Жуанита всей тяжестью навалилась на плетень, подперла лицо ладонями и, бегло посмотрев на Кента, снова устремила глаза на холмы.

Боже, так близко! Мы с Билли могли бы встретиться с ним, если бы вместо отеля Фэйрмонт посещали отель Сан-Фрэнсис! И все было бы иначе. Но что пользы думать об этом?

– Как только я прочел заметку, – говорил между тем Кент, – я вызвал по телефону миссис Чэттертон.

– По делу Фицрой?

– Отчасти, – ответил Кент уклончиво. – Я ведь искал вас в продолжение многих месяцев.

– И вдруг, когда нашли, вздумали отправиться в плавание! – Жуанита широко открыла глаза.

– Да, как только поговорил с Джейн.

– Но почему? – настаивала Жуанита. – С деловой целью или у вас вышла какая-нибудь история в редакции?

– Н-нет, – отвечал он неохотно. – Просто по мгновенному побуждению. Я бродил в гавани, увидел людей, которые готовили судно к отплытию, потолковал со шкипером и отплыл с ними с первым приливом. Я тогда готов был уехать не на три недели – на три года. Видите ли… Я знал.

Не уловив его многозначительного взгляда, она повторила с недоумением:

– Знали?

– Знал, почему Билли уехал, – посмотрел на нее Кент беспокойно и пристально.

– Но… но тогда он еще не уезжал. Его отец был еще жив! Как вы могли это знать, если вы уехали на второй день после нашего венчания?

На лице Кента читалось такое же недоумение, как на ее собственном. Он молчал. Она видела, как кирпичный румянец заливает понемногу его шею и уши.

– Я одну себя виню в этом… И мне осталось лишь одно – дожидаться его и постараться загладить вину, если я сумею.

– Вы хотите сказать, что для аннулирования брака ничего не было предпринято? – спросил прямолинейно Кент.

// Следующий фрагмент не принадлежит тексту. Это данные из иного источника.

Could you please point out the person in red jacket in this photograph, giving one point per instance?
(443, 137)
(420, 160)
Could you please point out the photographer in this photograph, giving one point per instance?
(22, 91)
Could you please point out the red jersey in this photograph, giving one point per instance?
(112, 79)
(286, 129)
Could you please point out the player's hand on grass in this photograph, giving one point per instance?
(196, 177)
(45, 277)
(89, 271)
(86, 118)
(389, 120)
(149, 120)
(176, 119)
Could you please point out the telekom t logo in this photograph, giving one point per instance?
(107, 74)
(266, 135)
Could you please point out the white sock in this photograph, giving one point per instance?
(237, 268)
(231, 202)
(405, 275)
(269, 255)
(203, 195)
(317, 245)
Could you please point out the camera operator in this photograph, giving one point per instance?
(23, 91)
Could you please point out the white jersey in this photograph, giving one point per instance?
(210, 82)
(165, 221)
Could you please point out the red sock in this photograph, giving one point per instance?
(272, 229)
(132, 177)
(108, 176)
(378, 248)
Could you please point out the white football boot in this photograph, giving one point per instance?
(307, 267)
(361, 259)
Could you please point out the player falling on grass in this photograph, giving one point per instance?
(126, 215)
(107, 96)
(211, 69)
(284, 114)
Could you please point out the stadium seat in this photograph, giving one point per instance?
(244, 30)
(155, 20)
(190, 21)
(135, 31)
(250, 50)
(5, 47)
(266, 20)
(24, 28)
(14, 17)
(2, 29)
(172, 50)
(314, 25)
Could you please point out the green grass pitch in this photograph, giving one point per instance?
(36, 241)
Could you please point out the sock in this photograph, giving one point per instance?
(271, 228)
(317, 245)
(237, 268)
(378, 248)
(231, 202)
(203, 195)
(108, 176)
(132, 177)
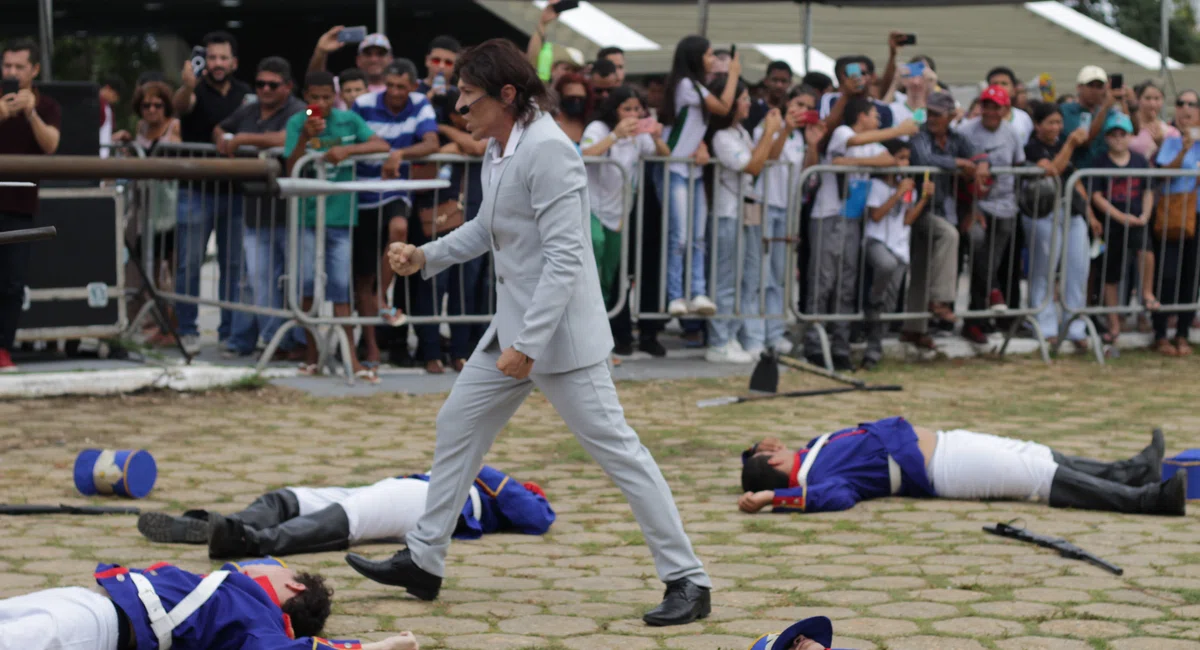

Теперь она багрово покраснела.

– Не может быть ни развода, ни аннулирования. Пусть себе миссис Чэттертон пишет, что хочет, – горячилась она. – Это дело касается только Билли и меня. Я плохо обращалась с ним, и я ужасно сожалею. Я убежала от него на вторую же ночь, – я полагаю, она оповестила вас об этом? И, конечно, Билли рассердился… – я его не виню… и уехал. Вот и все.

– Вы убежали от Билли? – медленно переспросил Кент.

– Ну да! – повторила нетерпеливо Жуанита.

– Когда же? – он снова не смотрел на нее. – В письме Джейн ничего не было сказано об этом.

Он резко повернулся и пошел к утесу. Жуанита за ним.

– И ничего о смерти старика? Как странно! Что же она писала?

– Писала, что связалась с Билли, что брак будет расторгнут и что Билли немедленно отплывает в Китай.